Saturday, September 7, 2019

His Kingdom Shall Have no End.

In Luke chapter 1 verse 33 the Angle Gabriel tells Mary about her Son.
"And he shall reign over the house of Jacob for ever; and of his kingdom there shall be no end."
This verse is the basis for one of the additions to the Nicene Creed.
whose kingdom shall have no end.
I have recently learned that many Amillenial scholars want to use this line as evidence that the Second Ecumenical Council condemned Premillenialism.  This PDF I found refuted the notion that Premillenialism was the reason for adding that line.
http://francisgumerlock.com/wp-content/uploads/2009/01/Millennialism%20and%20the%20Early%20Church%20Councils.%20Gumerlock.pdf

However more important then if that was the reason for the line being added, is the matter of if this line even is in conflict with Premillenialism, because in my view it's not.

Every Premillenial agrees that Christ's Kingdom is without end.  Some may start by saying this declaration is more about the Kingdom of New Jerusalem in Revelation 21-22 then what Revelation 20 is about.

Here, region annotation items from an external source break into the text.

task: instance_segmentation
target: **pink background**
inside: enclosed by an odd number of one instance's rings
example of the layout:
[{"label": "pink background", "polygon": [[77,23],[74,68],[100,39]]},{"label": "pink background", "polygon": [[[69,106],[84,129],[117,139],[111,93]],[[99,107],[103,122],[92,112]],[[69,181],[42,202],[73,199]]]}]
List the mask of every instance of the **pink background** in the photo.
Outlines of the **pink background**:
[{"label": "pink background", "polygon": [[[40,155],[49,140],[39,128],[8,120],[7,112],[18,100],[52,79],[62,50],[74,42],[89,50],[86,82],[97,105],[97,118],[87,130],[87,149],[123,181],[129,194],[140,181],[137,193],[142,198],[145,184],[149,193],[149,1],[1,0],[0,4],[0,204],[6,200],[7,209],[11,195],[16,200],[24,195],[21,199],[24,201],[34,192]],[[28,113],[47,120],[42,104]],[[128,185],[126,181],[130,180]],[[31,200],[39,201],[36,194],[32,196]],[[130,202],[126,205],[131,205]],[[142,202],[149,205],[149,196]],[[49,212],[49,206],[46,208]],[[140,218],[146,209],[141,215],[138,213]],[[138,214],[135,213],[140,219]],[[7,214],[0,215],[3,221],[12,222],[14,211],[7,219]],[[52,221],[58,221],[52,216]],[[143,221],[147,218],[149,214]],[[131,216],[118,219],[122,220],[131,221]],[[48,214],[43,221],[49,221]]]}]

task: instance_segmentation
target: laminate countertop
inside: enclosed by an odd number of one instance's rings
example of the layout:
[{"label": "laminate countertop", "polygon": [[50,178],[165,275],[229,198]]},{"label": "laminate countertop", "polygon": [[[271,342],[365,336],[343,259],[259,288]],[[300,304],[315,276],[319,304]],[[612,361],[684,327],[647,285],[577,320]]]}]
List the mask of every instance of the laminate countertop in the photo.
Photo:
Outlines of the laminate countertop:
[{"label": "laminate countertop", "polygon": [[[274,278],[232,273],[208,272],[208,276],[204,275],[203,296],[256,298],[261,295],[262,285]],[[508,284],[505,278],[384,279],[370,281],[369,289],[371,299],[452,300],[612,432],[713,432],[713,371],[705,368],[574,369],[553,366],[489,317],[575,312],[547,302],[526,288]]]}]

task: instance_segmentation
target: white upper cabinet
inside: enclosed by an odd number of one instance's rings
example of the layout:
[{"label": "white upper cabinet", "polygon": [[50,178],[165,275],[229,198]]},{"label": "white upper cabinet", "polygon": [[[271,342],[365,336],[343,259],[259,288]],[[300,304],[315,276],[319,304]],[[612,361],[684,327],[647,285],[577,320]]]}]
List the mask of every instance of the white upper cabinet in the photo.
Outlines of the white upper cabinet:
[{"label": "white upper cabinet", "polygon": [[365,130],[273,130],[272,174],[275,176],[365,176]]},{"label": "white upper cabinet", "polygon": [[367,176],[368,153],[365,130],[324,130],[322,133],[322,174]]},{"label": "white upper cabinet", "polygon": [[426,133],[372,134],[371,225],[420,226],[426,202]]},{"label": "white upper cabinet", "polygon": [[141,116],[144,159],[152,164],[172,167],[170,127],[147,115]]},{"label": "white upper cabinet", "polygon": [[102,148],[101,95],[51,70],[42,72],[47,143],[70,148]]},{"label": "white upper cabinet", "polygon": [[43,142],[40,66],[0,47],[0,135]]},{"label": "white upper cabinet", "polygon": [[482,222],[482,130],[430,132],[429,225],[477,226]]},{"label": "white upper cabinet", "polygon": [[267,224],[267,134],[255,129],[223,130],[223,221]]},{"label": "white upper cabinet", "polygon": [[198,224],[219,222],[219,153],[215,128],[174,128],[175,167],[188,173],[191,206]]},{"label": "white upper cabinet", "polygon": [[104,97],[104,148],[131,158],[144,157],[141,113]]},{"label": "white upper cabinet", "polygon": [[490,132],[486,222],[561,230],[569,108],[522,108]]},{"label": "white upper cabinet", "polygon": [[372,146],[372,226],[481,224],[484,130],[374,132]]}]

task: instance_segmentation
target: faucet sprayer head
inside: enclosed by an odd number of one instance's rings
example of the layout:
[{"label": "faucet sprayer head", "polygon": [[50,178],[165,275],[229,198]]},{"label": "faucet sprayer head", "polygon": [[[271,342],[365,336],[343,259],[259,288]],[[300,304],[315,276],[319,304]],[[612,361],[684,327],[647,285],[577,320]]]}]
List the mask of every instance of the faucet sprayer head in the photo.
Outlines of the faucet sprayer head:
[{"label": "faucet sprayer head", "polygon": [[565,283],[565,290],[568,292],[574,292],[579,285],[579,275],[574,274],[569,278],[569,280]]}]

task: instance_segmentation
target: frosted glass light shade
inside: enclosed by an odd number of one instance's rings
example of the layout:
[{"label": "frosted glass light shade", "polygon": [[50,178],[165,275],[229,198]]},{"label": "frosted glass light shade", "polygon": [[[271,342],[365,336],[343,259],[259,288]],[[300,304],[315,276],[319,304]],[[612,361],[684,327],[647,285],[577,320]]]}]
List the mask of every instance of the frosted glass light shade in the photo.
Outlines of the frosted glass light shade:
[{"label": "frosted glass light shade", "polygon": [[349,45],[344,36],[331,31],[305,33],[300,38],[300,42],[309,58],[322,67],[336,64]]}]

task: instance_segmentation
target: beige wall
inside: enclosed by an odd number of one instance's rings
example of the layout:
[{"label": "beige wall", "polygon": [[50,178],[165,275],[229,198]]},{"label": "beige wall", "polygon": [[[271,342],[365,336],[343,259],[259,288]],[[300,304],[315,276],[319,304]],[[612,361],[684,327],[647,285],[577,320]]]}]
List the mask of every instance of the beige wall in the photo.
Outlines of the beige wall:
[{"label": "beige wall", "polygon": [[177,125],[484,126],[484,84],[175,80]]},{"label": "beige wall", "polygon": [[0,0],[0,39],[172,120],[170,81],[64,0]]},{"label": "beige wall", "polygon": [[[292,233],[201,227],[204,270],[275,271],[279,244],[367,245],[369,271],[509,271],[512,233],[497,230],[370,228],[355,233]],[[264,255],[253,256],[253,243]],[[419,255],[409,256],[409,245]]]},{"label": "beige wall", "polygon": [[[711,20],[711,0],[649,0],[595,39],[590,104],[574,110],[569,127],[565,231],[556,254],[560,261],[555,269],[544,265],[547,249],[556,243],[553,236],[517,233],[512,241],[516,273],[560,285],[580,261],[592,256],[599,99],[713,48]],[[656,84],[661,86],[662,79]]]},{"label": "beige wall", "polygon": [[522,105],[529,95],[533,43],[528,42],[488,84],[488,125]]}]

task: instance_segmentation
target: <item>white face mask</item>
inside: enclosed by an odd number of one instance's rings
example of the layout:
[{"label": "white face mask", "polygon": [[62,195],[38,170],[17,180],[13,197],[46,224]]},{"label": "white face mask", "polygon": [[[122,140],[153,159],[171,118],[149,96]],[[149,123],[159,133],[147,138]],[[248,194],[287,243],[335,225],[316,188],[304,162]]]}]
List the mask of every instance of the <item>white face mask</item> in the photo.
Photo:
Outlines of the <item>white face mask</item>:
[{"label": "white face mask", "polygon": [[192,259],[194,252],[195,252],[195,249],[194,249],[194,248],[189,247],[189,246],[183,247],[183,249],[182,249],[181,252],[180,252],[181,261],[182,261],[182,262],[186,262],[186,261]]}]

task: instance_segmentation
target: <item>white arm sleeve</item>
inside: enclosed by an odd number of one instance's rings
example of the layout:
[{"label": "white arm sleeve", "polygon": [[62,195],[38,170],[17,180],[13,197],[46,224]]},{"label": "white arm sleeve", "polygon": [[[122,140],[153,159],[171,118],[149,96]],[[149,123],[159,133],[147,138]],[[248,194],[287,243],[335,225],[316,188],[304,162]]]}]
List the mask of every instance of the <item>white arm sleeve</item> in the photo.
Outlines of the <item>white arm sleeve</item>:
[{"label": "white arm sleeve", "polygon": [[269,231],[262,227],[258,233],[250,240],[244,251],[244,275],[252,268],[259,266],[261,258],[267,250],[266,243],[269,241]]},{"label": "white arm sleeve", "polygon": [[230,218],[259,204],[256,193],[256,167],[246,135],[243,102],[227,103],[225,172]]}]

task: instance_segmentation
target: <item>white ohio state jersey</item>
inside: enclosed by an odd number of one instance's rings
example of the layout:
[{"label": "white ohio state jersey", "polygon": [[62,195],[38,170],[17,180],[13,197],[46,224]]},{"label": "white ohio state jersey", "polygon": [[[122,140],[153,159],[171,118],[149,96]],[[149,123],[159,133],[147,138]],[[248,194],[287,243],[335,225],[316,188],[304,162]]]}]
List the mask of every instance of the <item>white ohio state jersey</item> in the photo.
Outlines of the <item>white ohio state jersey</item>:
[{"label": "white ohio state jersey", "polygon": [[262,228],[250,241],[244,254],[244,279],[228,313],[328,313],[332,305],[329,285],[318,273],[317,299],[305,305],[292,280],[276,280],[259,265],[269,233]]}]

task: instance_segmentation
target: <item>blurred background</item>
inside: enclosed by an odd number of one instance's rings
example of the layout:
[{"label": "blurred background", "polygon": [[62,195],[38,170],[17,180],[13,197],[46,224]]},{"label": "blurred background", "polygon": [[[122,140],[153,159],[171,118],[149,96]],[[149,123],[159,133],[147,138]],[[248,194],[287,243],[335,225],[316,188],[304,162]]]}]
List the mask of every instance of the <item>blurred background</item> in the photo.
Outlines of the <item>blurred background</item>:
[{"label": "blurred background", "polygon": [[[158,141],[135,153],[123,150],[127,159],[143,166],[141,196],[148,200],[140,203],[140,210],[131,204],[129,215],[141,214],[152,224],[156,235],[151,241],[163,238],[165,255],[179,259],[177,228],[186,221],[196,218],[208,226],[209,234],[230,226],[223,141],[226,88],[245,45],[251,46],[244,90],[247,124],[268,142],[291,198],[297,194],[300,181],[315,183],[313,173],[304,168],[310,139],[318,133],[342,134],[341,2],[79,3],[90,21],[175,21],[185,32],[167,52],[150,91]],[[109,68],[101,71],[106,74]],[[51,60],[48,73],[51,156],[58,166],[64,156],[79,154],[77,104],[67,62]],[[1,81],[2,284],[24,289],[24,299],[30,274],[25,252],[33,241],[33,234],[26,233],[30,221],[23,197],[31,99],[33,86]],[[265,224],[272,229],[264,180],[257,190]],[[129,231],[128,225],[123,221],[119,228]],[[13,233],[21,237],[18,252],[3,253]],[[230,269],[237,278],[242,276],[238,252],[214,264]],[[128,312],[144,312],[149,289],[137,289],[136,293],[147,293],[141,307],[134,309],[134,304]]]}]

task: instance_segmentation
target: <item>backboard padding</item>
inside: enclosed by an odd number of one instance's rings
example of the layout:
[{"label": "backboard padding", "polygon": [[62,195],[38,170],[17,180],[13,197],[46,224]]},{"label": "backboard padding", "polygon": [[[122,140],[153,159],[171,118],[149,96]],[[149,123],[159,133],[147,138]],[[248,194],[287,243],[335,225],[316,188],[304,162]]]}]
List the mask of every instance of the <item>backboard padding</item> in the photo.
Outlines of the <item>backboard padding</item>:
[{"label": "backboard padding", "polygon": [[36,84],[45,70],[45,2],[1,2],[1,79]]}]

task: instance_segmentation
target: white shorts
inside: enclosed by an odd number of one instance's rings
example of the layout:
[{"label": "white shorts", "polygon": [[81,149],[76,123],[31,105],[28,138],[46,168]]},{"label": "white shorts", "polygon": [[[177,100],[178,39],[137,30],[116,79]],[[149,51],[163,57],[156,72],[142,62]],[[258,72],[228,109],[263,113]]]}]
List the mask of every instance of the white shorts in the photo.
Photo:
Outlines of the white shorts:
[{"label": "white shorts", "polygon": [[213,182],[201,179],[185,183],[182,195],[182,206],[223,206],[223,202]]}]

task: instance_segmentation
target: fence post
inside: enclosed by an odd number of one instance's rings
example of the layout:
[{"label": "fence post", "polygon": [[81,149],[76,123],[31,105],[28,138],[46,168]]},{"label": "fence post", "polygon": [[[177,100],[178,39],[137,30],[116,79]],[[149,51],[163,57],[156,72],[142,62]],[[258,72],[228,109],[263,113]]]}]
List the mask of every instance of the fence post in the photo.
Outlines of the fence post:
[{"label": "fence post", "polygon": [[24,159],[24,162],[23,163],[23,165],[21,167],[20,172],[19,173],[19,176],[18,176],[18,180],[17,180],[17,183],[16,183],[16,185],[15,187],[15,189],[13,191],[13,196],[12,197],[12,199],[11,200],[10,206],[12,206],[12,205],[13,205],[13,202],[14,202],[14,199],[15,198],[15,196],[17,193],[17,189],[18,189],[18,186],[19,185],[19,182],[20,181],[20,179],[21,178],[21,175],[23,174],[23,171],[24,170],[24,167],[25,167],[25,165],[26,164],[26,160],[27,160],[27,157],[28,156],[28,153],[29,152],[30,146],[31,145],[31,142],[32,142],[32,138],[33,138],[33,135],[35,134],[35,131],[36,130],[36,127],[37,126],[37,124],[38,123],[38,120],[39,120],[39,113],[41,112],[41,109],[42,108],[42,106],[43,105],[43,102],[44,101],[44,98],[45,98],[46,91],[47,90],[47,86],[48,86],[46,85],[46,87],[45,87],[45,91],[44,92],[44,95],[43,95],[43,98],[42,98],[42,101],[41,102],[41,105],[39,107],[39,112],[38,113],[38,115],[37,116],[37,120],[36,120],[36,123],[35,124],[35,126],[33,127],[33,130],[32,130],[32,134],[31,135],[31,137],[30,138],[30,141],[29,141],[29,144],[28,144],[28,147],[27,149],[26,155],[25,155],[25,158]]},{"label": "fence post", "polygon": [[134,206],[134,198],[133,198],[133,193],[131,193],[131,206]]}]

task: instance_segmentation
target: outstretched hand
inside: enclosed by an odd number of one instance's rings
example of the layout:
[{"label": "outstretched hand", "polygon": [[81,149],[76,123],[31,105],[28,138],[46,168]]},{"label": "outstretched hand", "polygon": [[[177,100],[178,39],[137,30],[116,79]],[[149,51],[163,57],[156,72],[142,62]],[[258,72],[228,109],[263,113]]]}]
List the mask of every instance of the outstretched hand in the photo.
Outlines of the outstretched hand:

But I prefer to stress that in Revelation 20 the Kingdom doesn't end when the Thousand Years ends, the only thing that happens exactly when the Thousand years are over is Satan being let out of the Abyss.  He then deceives Gog and Magog, the nations in the four corners of the Earth, to wage war on the Camp of the Saints, but then they are defeated.  The whole point of the Narrative is that the Kingdom doesn't end.

I would argue it's interpretations of the book that make the Millennium and New Jerusalem basically the same thing that are more likely to be hindered by this deceleration.

If anything this statement of Luke 1:33 is more of a problem for a face value reading of 1 Corinthians 15:24-28 then it is Revelation 20, but even then it's just a matter of exactly what Paul means.  I think Christ is still Reigning after He gives all Authority to The Father, there's merely a nuanced difference in how exactly it looks one the Material and Spiritual are no longer separated.

As I've said before, Amillennial or Post-Millennial interpretation of Revelation were very rare before Augustine, those who didn't like the Millennium as a doctrine instead rejected Revelation altogether.

The Origenist attitude condemned at the Fifth Ecumenical Council is ironically to me exactly the same attitude that leads to Amillenialism.